China is hopelessly corrupt, ignores patents, warranties, and copyrights, and well - that's the way it will be until their government changes.

Iran would be a better place to get these things made. Shoot, *CUBA* would be as well - I hear they have a lot of bright, hardly employed people over there, and while they are run by a dictator, they still conduct themselves honorably when it comes to the points above - at least with the nations in the area other than the U.S.(warranties are a bit spottier there, but most firms try, so I hear)

Reply to
Joseph Oberlander

Tire Rack sells Italian Brembo rotors. Here is their speal:

You can have Brembo quality in original equipment replacement brake rotors that are fully compatible with your vehicle's original brake system. And as you would expect, Brembo OE Replacement Brake Rotors are designed to equal or exceed the performance of the original equipment rotors that came on your vehicle.
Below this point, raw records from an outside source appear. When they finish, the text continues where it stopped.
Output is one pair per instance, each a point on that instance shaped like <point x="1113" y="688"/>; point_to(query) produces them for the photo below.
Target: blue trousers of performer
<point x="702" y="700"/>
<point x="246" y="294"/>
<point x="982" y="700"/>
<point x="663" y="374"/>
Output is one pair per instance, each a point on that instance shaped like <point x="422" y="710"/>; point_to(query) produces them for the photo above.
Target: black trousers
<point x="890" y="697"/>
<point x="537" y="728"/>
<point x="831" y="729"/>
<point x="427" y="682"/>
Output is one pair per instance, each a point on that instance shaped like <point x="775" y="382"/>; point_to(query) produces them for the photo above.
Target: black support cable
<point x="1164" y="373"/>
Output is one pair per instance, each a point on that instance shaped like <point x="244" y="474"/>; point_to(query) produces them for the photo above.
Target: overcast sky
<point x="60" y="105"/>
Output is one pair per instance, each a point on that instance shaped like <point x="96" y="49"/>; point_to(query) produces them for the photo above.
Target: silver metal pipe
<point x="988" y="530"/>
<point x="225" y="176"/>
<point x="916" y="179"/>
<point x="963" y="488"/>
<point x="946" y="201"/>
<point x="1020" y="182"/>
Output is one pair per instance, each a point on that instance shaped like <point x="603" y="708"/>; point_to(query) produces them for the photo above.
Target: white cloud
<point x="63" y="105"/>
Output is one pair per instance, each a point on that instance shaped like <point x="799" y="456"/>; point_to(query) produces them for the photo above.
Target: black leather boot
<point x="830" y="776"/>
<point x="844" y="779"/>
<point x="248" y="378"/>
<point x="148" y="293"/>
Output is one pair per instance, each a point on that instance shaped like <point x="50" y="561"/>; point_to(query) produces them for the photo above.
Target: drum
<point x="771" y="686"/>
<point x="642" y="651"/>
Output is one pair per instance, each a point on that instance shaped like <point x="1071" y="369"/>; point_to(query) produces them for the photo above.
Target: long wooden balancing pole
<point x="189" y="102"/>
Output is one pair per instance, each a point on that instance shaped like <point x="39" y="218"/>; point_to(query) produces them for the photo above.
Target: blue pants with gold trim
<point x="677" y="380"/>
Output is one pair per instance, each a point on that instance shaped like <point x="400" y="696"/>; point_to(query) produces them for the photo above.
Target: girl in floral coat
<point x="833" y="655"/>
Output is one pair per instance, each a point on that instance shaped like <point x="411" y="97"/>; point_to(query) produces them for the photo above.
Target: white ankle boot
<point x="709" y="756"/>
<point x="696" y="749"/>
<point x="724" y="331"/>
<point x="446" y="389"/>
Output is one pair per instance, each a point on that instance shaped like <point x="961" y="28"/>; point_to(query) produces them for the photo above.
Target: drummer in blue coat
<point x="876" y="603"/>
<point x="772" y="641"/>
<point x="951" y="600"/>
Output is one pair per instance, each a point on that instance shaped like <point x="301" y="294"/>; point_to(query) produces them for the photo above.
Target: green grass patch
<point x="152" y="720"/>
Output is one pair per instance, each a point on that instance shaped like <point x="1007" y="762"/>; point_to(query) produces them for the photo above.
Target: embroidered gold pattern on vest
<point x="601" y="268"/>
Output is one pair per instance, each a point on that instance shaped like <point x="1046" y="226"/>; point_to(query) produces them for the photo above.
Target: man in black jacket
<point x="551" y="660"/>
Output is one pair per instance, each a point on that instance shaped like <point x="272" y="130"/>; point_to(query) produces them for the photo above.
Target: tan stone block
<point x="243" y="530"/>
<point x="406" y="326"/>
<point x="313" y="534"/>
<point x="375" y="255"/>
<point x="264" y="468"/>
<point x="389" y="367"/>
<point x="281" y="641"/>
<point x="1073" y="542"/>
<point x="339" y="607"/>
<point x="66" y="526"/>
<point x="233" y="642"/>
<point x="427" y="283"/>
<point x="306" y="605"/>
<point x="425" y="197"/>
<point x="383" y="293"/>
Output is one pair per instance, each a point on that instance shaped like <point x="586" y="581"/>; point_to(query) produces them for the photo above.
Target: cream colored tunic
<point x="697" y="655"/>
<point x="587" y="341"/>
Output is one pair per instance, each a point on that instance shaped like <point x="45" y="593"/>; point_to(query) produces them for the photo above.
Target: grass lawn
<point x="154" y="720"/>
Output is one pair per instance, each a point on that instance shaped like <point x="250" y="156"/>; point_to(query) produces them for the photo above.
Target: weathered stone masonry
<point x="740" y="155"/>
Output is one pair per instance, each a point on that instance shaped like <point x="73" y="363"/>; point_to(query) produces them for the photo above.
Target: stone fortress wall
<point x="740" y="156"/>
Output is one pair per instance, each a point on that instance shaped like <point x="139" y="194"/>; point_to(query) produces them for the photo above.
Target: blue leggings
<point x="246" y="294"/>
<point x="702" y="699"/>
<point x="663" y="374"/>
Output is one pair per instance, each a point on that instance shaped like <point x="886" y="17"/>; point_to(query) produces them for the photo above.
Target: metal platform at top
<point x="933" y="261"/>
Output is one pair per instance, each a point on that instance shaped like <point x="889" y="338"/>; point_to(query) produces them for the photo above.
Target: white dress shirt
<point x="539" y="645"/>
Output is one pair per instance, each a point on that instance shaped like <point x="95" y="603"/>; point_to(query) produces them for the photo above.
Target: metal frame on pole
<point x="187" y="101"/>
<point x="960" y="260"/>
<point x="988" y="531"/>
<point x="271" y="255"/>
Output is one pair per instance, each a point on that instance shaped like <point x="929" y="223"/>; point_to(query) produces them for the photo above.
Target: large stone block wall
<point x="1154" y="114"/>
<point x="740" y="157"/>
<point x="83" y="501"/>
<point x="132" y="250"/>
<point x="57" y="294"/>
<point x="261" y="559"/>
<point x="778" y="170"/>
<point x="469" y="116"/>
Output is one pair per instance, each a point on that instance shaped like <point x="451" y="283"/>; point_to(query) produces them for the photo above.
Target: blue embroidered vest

For that matter, in order to provide higher levels of performance and comfort, Brembo even developed one-piece cast rotors to replace original equipment two-piece rotors that feature economically stamped steel centers fastened to the braking surfaces.

Starting with a casting from a Brembo foundry that assures uniform thickness, Brembo OE Replacement Brake Rotors are machined to exacting tolerances (the rotor run-out tolerance is only 0.0025", about half of the industry norm), feature a braking surface finish (ground or fine turned) compatible with the vehicle's OE specifications and are electronically balanced to minimize the possibility of vibration.

Brembo offers its OE Replacement Rotors with the same levels of quality, technology and performance that have earned it Dodge Viper, Ferrari, Ford Mustang Cobra and Mercedes-Benz OEM fitments. All Brembo OE Replacement Rotors are manufactured under QS-9000 and ISO 9001 certifications to ensure the highest level of quality. Brembo brake rotors offer applications for most every automobile - domestic to import, compact car to luxury SUV.

NOTE: Brembo Original Equipment (OE) Replacement

Reply to
Richard

Sounds alot like a guy I worked with who couldn't design his way out of a wert paper bag. With alot of work myself and other engineers rescued the project from his design idiocy and he got promoted.

Reply to
Brent P

I would love to work at such an ideal place, where I've been the quality system was the beast that needed to be fed and drove the engineering.